Tirando le somme. Punto primo: non esiste solamente un trash popolare, grottesco e sguaiato, ma anche un altro più ingentilito, parzialmente elevato, borghesuccio, ma ugualmente raffazzonato, ebete e privo di costrutto. Punto secondo: il trash non è materia indigesta all’intellighenzia. In più occasioni questo “blob”, questa “massa priva di forma e consistenza”, è stata oggetto di studio delle più grandi e limpide mentalità della storia. Indi per cui il trash non è una materia da rigettare, ma un’entità da conoscere e rimestare, indossando i guanti bianchi dell’intelligenza critica. Poiché, come si sa, il fascino dell’orrido è come lo sguardo di Medusa, lascia ammaliati ed affascinati, ma a proprie spese. E lo sanno tutti coloro, autori e critici, che imprudentemente sono caduti in fallo nell’elogiare discutibilissime espressioni per il semplice ed aleatorio piacere di provocare, anche andando contro ogni buon senso estetico. Ora costoro, alla lunga distanza, ed al cospetto delle conseguenze estetiche e morali prodotte da cotanta grazia e da certe derive, sono rimasti muti e basiti come statue di sale.

 

Approfondimenti bibliografici:

Antonio Magrì, Di Blob in Blob. Analisi di semiotica comparata. Cinema Tv e Linguaggio del corpo, Aracne Editrice.

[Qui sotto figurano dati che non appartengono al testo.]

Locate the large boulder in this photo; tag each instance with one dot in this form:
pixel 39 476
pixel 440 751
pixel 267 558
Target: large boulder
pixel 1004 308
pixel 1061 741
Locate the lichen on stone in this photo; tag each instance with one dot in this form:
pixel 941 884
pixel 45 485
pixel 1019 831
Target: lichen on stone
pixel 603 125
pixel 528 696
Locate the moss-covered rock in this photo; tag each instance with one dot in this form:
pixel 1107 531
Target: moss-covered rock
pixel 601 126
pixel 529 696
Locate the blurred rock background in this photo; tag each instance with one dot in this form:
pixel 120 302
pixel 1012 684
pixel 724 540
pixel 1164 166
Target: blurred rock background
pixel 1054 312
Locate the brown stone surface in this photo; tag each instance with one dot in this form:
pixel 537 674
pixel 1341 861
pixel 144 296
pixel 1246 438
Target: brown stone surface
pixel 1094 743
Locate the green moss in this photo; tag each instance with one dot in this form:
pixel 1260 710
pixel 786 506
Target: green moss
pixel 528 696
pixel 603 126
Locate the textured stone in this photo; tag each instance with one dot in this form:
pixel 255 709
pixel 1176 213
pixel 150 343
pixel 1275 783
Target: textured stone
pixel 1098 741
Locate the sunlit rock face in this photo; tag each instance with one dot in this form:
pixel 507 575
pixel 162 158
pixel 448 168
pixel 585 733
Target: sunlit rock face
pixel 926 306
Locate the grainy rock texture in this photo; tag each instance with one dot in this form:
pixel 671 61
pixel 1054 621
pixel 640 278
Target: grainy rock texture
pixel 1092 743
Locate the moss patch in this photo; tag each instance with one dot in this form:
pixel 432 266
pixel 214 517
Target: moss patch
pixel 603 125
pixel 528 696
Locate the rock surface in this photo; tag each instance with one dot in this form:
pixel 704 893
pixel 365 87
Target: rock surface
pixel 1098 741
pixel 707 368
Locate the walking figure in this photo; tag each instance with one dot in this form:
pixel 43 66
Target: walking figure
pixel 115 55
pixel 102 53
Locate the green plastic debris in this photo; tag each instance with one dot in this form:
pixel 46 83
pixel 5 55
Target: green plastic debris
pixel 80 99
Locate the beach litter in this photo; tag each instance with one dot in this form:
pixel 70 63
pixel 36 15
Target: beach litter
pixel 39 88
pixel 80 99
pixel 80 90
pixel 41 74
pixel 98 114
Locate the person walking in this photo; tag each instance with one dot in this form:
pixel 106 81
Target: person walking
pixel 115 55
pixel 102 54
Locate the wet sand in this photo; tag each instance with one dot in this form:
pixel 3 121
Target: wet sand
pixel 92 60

Gustave Flaubert, Bouvard e Pécuchet, esistono varie edizioni: Feltrinelli, Einaudi, Rizzoli.

Gustave Flaubert, Dizionario dei luoghi comuni, Rizzoli.

Dwight Macdonald, Controamerica, Rizzoli.

Umberto Eco, Apocalittici ed integrati, Bompiani.

Alberto Arbasino, Un paese senza, Garzanti.

Chuck Palahniuk, La scimmia pensa, la scimmia fa, Mondadori.